A major benefit of vertical-axis wind turbines (VAWTs) compared with their (upwind) horizontal counterparts (HAWTs) is that they can draw wind from all directions while not needing a yaw system.
A main disadvantage compared with modern, large-scale HAWTs is much lower aerodynamic efficiency. The Oxford Brookes University report states a maximum pressure coefficient (Cp) in the 35-40% range, compared with nearly 50% for HAWT, both for turbines operating in isolation. Vertax (pictured below) states a Cp of 38-39% design objective.
A major consequence is that the specific power of VAWTs must be substantially lower to achieve similar energy production to compensate for their reduced aerodynamic efficiency. This means there is an inherent need to fit a bigger rotor per megawatt within the same wind classes they are designed for and the required annual full load hours.
Some VAWT designs lack self-starting capability as well, requiring an external power source (with associated energy loss) during each starting-up action, either a dual-mode generator-motor electric machine or two separate devices.
Historic non-self-starting small-scale VAWT rotors were sometimes fitted with a small Savonius drag-type rotor inside, but this would always be at the expense of total system aerodynamic efficiency.
Another VAWT-challenge is power output control:
- For stall-type variable-speed designs with a fixed blade angle, an output control option is rotor-speed control whereby a dual-mode generator-motor maximises and retains the rated output level. The main disadvantage — and safety concern in some experts’ views — is the lack of an aerodynamic braking system found in modern pitch-controlled HAWTs (three independent fail-safe aerodynamic brakes). An interlinked challenge is that continuous switching of the load direction during turbine operation in the rated power range could accelerate materials fatigue and trigger premature failures.
- With pitchable blades as an alternative solution, each blade is attached to support arms and bearings so that it can rotate. This requires at least one or more bearing supports and pitch systems for long blades, adding complexity, Capex and, likely Opex as well, compared with HAWTs. This is because the bearings and pitch systems are located in difficult-to-access exposed locations. They could be distanced around 110 metres from the rotor centre for a fictive 11MW H-type Darrieus turbine with a 220-metre diameter, 175-metre long blades and a 286W/m2 power rating.
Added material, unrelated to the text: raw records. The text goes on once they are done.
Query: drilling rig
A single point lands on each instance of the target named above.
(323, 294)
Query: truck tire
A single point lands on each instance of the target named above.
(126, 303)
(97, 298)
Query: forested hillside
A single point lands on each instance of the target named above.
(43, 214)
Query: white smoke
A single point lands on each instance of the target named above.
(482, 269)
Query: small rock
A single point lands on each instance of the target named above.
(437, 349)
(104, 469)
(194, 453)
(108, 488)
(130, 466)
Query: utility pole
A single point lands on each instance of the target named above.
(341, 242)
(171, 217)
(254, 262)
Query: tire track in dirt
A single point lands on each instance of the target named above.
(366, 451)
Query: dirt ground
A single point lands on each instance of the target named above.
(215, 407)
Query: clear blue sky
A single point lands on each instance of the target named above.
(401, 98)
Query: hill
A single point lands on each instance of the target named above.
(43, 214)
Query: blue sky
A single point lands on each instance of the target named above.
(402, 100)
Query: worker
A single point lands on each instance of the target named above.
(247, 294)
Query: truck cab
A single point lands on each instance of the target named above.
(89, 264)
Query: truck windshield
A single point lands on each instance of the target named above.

- A third challenge is that the full VAWT-rotor plane always directly faces the wind and stopping plus locking the rotor during high-wind conditions would require a large and costly braking system. Past efforts to build H-type Darrieus turbines with reefable or foldable rotors proved either too expensive or were unsuccessful for other reasons, such as fast wear in the pivot points due to, among other things, lubrication challenges, creating imbalances, vibrations and premature failures.